La rupture est nette. À rebours d’un récit souvent utilisé pour justifier l’ingérence de Kigali dans l’est de la République démocratique du Congo, les Banyamulenge affirment ne réclamer aucune protection étrangère. Leur président, Henock Sebineza, accuse ouvertement le Rwanda de poursuivre des objectifs économiques et territoriaux sous couvert de sécurité communautaire. Déplacements forcés, tentatives de manipulation médiatique, instrumentalisation politique : la communauté dit refuser d’être transformée en prétexte de guerre. De la tribune de la RTNC aux camps improvisés de Kamanyola, un même mot d’ordre émerge : rester Congolais, rentrer chez soi et défendre la souveraineté nationale. Une prise de parole qui fissure un narratif régional solidement installé.
Cette fois, la clarification est frontale. Les Banyamulenge « n’ont pas besoin de la protection du Rwanda ».
Invité du journal de la RTNC mercredi 21 janvier, leur président, Henock Sebineza, a écarté toute ambiguïté. Depuis trente ans, dit-il, la communauté dénonce une lecture biaisée de sa situation.
Selon lui, Kigali ne vient pas protéger. Il vient « pour ses intérêts ».
Derrière l’argument sécuritaire, il voit une logique de prédation : « piller les richesses du Congo » et, plus grave encore, « nous faire partir du Congo ». Certains auraient déjà été emmenés de force.
À Uvira, raconte-t-il, « ils sont partis avec une partie de notre communauté ».
Le responsable communautaire accuse également la RDF et l’AFC-M23 d’avoir cherché à « créer le chaos ». Quant au retrait annoncé des troupes, il n’y croit guère.

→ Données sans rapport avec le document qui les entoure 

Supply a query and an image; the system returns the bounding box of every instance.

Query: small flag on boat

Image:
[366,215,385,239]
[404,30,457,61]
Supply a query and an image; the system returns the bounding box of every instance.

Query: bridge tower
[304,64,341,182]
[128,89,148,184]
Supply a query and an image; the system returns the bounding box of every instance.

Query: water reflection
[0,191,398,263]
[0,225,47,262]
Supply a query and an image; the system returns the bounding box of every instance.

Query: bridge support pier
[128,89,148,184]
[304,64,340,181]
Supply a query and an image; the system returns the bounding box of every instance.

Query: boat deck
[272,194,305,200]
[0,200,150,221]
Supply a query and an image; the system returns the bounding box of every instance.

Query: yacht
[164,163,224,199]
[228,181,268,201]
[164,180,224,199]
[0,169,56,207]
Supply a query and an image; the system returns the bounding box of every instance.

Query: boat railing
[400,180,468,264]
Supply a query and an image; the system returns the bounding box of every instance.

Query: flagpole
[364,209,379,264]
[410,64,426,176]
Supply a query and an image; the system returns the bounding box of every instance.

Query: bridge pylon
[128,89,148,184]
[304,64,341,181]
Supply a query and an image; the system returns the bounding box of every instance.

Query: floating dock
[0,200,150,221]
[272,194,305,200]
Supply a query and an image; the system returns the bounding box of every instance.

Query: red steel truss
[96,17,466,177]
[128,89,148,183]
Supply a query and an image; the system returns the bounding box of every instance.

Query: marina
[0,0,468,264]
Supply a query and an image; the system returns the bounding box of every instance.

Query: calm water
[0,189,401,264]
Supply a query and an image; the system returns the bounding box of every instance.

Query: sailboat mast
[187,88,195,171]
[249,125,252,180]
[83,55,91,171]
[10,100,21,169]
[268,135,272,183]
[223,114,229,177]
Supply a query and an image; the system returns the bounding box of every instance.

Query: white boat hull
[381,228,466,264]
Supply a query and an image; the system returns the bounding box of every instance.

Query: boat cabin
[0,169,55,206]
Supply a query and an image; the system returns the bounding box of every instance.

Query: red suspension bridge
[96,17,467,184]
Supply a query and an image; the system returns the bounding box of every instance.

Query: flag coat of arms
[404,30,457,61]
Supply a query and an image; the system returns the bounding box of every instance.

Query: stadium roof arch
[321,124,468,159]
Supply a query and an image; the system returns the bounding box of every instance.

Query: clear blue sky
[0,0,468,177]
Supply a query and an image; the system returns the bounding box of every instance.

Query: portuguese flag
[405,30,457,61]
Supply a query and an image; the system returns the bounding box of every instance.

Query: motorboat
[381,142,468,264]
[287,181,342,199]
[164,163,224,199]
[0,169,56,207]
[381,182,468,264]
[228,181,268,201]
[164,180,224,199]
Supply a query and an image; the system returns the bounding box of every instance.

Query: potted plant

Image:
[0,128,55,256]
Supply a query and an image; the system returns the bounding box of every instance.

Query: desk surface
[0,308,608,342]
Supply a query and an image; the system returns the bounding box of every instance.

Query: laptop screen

Les forces rwandaises resteraient positionnées à une trentaine de kilomètres seulement. « Ce retrait n’est pas de bonne foi », insiste-t-il, appelant à maintenir la pression.
Le propos dépasse la seule sécurité locale. Il touche à la souveraineté. Car en se présentant comme protecteur d’une minorité, Kigali s’octroie un droit d’ingérence. Une logique que les Banyamulenge rejettent désormais publiquement.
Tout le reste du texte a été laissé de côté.